Comment by tomhow

3 days ago

No, it‘s an audience/artist experience problem. I worked for one of Australia's biggest outdoor summer music festivals through the 2000s (I built a direct ticket selling platform for them). Their popularity grew each year, and, sure, they could have just raised their prices to try and match supply and demand. They 100% did not want to do that because they knew it would completely change the audience demographics and make a less fun event for everyone to attend and a less fun event for the artists to perform at, thus making it harder to attract audiences and artists in future years.

They ended up being acquired by a company that was much more into charging top dollar to big-spenders. The company was ultimately acquired by Live Nation and the ticket prices kept increasing until suddenly ticket sales stopped, and that whole category of festivals is now largely dead in Australia.

It sounds like they found the price ceiling. Trying to pick your customers is a fools errand, particularly with a music festival where tastes change and people age out.

  • The point is that it's not simply “a supply and demand problem” when you factor in downstream effects.
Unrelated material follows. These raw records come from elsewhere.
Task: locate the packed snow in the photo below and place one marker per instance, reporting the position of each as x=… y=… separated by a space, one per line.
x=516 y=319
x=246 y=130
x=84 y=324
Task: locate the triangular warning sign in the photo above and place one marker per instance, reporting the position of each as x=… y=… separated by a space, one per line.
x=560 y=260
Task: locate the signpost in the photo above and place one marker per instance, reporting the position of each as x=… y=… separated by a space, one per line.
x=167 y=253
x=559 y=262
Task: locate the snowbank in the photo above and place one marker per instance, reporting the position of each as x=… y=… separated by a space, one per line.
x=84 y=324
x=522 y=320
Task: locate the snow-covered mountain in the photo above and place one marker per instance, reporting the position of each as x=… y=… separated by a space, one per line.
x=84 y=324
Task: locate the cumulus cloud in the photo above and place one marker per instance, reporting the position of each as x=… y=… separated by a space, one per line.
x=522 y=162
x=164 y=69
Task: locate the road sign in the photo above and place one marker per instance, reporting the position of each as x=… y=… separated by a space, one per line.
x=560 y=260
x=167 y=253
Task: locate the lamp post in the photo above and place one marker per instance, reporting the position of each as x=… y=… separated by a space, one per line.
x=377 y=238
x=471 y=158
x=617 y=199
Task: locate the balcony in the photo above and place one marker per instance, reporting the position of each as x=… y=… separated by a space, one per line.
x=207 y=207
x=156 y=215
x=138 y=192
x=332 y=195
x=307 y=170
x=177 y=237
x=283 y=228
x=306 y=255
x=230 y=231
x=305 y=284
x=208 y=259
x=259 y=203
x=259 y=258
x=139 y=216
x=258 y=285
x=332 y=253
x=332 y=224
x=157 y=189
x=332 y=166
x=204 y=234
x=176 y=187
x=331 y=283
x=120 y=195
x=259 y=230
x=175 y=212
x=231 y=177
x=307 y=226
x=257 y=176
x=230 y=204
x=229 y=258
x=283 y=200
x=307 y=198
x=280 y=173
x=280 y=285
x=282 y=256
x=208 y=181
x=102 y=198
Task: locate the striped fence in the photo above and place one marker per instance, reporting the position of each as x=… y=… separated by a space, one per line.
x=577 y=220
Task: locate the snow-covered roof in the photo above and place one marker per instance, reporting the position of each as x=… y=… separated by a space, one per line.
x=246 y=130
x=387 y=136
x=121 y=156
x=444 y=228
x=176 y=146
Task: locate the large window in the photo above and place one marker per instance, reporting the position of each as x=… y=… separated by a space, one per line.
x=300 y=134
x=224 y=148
The product is not merely the performance; the audience makeup and energy is a crucial part of the experience, and they also influence the artist's ability to deliver the best performance.

    It's no good optimizing for simple supply and demand in one year if it destroys the product and therefore demand in subsequent years, which is what we're seeing the market. I'm familiar with libertarian principles, but every libertarian economist I've paid attention to has emphasized the importance of second-order effects.

    • I mean sure, you don;t want to drive away your audience, but the existence of a second hand market with much high prices clearly means you aren't pricing tickets correctly. The existence of the scalper with the 10 or 100x price is the second-order effect of under pricing, and everything Ive read already suggests that audience makeups are changing at music festivals as more tickets are bought second hand at these considerable markups.